Nótese que él y el Gremio Casseriano cerrarían metódicamente las puertas de Corea del Sur.
La habitación se congeló de nuevo.
Mientras tanto en Japón…
La fuerza de élite se enfrentó al enjambre de Kowabiru.
***
“Nunca bajes la guardia.”
Kobayashi Shinjo.
El héroe más fuerte de Japón, su segundo héroe de rango S.
Un prodigio del kendo que se convirtió en campeón nacional a los 17 años, sus habilidades se dispararon tras despertar como Héroe.
Reconocido como uno de los tres mejores espadachines del mundo.
Políticamente incorruptible, afirmó célebremente que su vida pertenecía únicamente a la espada.

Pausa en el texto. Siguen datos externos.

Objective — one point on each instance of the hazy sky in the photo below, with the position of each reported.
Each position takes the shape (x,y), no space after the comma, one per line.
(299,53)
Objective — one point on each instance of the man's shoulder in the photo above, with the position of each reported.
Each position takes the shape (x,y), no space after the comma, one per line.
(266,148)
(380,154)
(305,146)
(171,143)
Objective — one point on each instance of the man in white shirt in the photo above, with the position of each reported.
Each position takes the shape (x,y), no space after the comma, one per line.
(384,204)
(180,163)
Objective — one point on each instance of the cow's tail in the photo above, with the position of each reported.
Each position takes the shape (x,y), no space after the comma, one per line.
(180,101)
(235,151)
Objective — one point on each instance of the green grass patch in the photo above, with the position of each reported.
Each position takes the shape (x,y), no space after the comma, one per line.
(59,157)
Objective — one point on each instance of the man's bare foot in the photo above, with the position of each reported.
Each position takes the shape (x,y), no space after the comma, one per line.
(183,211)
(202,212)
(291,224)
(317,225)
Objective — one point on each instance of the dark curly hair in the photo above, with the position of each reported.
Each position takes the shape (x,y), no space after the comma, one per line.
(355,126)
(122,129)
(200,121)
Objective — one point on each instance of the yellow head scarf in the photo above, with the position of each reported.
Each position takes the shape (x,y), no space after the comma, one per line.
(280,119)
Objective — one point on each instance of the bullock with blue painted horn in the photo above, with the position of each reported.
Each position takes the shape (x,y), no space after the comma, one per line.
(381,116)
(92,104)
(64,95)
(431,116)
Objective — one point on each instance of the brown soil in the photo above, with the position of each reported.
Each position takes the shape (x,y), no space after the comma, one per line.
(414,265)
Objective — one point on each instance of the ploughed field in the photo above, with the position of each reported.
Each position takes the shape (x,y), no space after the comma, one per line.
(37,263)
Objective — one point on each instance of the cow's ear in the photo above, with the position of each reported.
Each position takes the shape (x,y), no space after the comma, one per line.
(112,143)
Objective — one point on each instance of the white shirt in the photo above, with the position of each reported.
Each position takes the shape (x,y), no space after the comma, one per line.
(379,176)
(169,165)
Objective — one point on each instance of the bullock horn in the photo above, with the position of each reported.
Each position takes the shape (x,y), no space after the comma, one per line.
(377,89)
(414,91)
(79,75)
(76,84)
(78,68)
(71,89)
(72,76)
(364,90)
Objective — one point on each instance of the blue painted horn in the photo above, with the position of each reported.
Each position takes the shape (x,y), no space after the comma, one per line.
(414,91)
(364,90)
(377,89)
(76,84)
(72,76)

En polo opuesto a Yamaguchi Hiro, figura de extrema derecha vinculada a la yakuza, sus enfrentamientos eran frecuentes.
De este modo, la asociación de héroes de Japón dividió sus fuerzas en tres equipos:
El equipo 1 siguió a Kobayashi.
El equipo 2 siguió a Yamaguchi.
El equipo 3 siguió a Mago Yosuke, el tercero de los «Tres Grandes» de Japón .
“¡Ja! ¿Asustado del simple Kowabiru?”
A diferencia del cauteloso Kobayashi, Yamaguchi se golpeaba el pecho con confianza.
Finalmente, Mago Yosuke:
“Esta debe ser su última resistencia. Si caemos nosotros, Japón cae.”
Con su aspecto de estrella de teatro y su complexión delgada, Mago tenía fans femeninas en todo el mundo.
Amable y gentil, pero no agresivo, muchos se preguntaban cómo podía figurar entre los tres mejores de Japón.
Pero sus habilidades casi igualaban las de Yamaguchi: acero bajo seda.
Evitar la política y las actividades comerciales le granjeó un amplio respeto.
“¡El viaje desde Estados Unidos me agotó! ¡Terminemos con esto!”
El equipo 2 de Yamaguchi fue el primero en moverse.
Mago suspiró ante su prisa.
“Nosotros también nos mudamos.”
Kobayashi desenvainó su espada ligada al alma y avanzó.
“Mantendremos la posición y vigilaremos. Estén preparados para reforzar los Equipos 1 y 2 si fuera necesario.”
Los ojos de Mago se volvieron gélidos mientras miraba al frente.
“¡Yahhhhh!”
Yamaguchi se enfrentó de frente al enjambre.
¡KWA-BOOOM!
La batalla comenzó con un rugido ensordecedor.